Systems as clusters

Abstract

General systems theory (GST) is a relatively young interdisciplinary approach which studies interrelationships among relatively homogeneous groups of components. Numerical taxonomy (NT) is very smilar in these respects. Ironically, discourse between these complementary approaches is virtually nonexistent. The purpose of this article is to help rectify this lack of intercourse by discussing continuities and discontinuities between the two approaches. The major thrust of this article is to examine the contribution that NT can make to GST. To this end we discuss five distinctions that are emphasized by numerical taxonomists and which can also be applied to systems. These are: (1) Q- versus R-analysis; (2) form of linkage among components; (3) strength of intrasystem relationships; (4) monothetic versus polythetic groups; and (5) agglomerative versus divisive methods of group formation. All of these have been emphasized more in NT than GST, and practitioners of GST could profit by becoming familiar with them. On the other hand, GST is ahead of NT in emphasizing boundary analysis and space-time analysis, among others. In addition to these discontinuities, continuities exist in the form of common concerns emphasized by both fields.

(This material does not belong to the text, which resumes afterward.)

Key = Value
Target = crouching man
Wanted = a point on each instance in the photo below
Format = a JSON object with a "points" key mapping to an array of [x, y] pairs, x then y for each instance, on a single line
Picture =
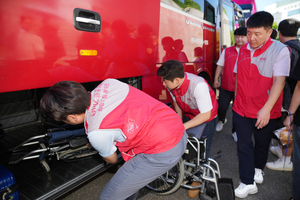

These include synchronic versus diachronic analysis, naturally occurring versus artificially constructed groups, and levels or hierarchies. These two latter factors are very important for both GST and NT. Living systems are clearly natural (as opposed to artificial) systems, and are studied at various levels (e.g., organism, group, organization, society) in GST. The concepts of natural group and group hierarchies are also stressed in NT. All of the distinctions discussed can be applied to the total system at all levels. The contributions that GST can make to NT remain to be discussed in another article.